Friday 11 October 2013

Does Steve McClaren know about voice-setting phonology?

These three videos may help provide a way into Scott Thornbury's article "Having a good jaw: voice-setting phonology".  The first features an American man making up streams of language which he thinks sound like Chinese, French, Italian, and so on.  Note that he doesn't speak any of the languages he imitates, so what he produces are simply what he believes are the SOUNDS of each language:



Would you be able to guess which languages he is impersonating without the subtitles?  Does his brand of Fake Chinese sound in any way like real Chinese, for example? At the beginning of the clip he invites people from around the world to submit clips of themselves speaking "Fake English", and if you search for this term on Youtube you'll find lots of clips of people trying to do exactly that.  One variation on the theme is this clip of a couple speaking Fake American English.  The idea here is to show English-speakers what some dialogue in American movies can sound like to people who don't understand English:



If we wrote a script for this dialogue, it wouldn't make almost no sense, but to my simple British ear, they sound like an American couple.  So how does this relate to Scott Thornbury's article?

Thornbury's starting point is the observation that although a "top-down" approach has been adopted in many areas of English language teaching, the attention given to pronunciation remains (or remained, since he wrote the article way back in 1993) very much "bottom-up", with attention to the sound and production of individual phonemes and lots of activities featuring minimal pairs.  His argument, then, is that a more top-down approach to pronunciation is needed, and that this can be achieved through attention to a wider view that takes in all elements of speech production at the same time.  Within this view, the position of a speaker's jaw, and associated facial expressions come into play.  Go back to the first clip above and notice how the man's face changes as he switches between languages.  Does this have an effect on the sounds he produces?

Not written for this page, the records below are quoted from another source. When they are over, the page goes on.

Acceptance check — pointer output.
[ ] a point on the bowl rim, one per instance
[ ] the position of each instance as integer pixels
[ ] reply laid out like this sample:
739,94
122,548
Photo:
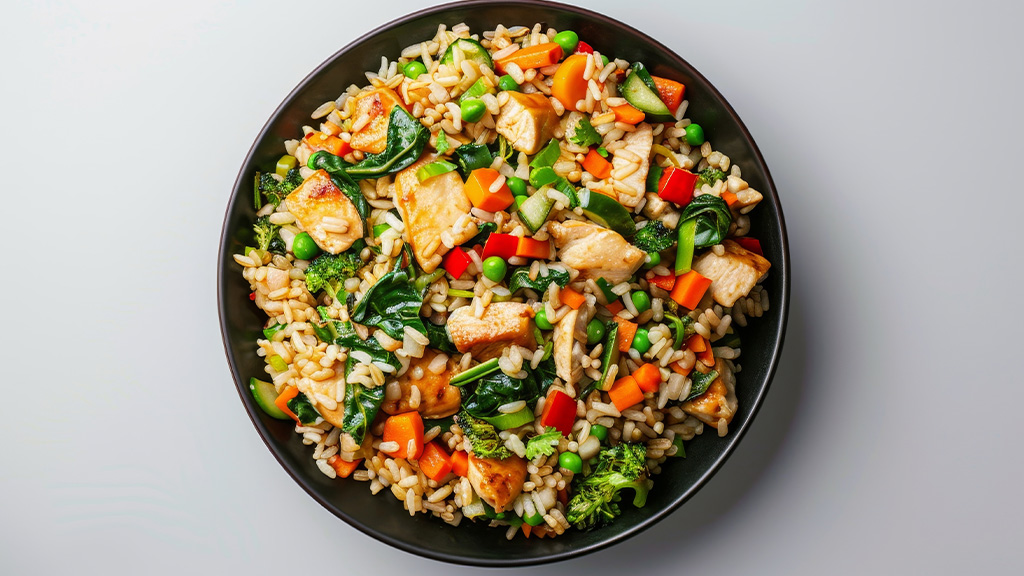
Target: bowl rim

Think about someone you know who speaks a second language very well.  Do they look in any way different when they're speaking that language compared to when they speak their first language?  What do you think?

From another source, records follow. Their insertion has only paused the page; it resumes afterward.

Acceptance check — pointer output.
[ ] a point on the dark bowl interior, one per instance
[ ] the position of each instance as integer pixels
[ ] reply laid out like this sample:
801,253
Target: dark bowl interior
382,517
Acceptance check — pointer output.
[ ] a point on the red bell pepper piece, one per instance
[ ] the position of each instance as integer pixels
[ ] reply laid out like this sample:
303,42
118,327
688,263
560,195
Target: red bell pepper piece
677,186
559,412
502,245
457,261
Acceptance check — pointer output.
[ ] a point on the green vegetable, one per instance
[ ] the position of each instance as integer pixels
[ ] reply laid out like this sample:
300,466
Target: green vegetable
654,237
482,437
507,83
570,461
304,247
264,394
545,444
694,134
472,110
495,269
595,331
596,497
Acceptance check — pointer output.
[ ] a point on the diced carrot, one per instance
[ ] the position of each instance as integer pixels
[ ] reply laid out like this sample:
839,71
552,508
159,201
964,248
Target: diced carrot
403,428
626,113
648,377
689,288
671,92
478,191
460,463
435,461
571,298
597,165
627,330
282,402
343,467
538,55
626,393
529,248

I promised three video clips, and I can't resist including this last one.  This is an interview from Dutch TV in which the new manager of FC Twente discusses his team's forthcoming Champions League Matches. Do you notice anything strange about the way he speaks?

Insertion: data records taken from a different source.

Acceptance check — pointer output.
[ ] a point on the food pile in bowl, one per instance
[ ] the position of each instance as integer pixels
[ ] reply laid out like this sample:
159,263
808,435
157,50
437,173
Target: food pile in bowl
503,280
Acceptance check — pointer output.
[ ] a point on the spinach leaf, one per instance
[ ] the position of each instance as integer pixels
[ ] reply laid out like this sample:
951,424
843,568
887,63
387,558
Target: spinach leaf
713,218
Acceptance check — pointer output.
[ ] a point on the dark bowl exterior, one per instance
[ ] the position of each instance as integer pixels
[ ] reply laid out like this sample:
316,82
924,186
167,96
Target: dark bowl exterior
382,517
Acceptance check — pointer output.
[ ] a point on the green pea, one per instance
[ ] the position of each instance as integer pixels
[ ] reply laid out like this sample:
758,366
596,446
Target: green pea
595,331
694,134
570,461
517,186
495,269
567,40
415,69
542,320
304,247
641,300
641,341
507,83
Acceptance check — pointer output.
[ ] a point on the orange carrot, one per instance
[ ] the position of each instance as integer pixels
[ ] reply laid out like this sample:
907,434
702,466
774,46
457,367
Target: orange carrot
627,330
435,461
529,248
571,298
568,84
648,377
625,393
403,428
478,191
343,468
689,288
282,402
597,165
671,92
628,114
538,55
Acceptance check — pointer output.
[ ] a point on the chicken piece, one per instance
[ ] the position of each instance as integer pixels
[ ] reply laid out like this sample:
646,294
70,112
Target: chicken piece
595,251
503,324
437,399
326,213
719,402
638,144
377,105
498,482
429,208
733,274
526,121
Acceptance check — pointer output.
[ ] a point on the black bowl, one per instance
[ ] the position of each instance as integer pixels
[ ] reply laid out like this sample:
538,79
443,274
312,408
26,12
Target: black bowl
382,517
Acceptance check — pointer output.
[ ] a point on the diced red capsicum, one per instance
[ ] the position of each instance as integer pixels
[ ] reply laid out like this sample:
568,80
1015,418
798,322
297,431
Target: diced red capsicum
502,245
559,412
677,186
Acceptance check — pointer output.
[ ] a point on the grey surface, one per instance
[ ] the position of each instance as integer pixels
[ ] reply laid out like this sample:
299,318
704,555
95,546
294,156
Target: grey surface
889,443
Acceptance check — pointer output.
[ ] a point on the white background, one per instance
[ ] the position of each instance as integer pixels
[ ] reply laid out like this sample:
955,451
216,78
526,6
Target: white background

The man speaking is Steve McClaren, once labelled "the wally with the brolly" after the end of a short and humiliating  career as England manager.  At the time of the interview, he had just moved to Holland to manage a Dutch team, and had just started learning Dutch.  It was his first job after his failure with the English national team and he was still a figure of fun for the British media, so when people saw this video they found it hilarious. For some reason, he is trying to speak English with a Dutch accent.  At times he reverts back to his "normal" way of speaking, but the Dutch accent keeps coming back in.  He even says "what you call underdogs" to the interviewer as if SHE is the English-speaker and he is speaking Dutch.

This clip is quite famous among football fans, and I personally find it very amusing.  I laugh every time I see it.  But perhaps Steve McClaren knows about voice-setting phonology and this was simply his strategy as a language learner.  Perhaps by imitating the Dutch accent when he spoke English, he was simply employing good language learning techniques.  What do you think?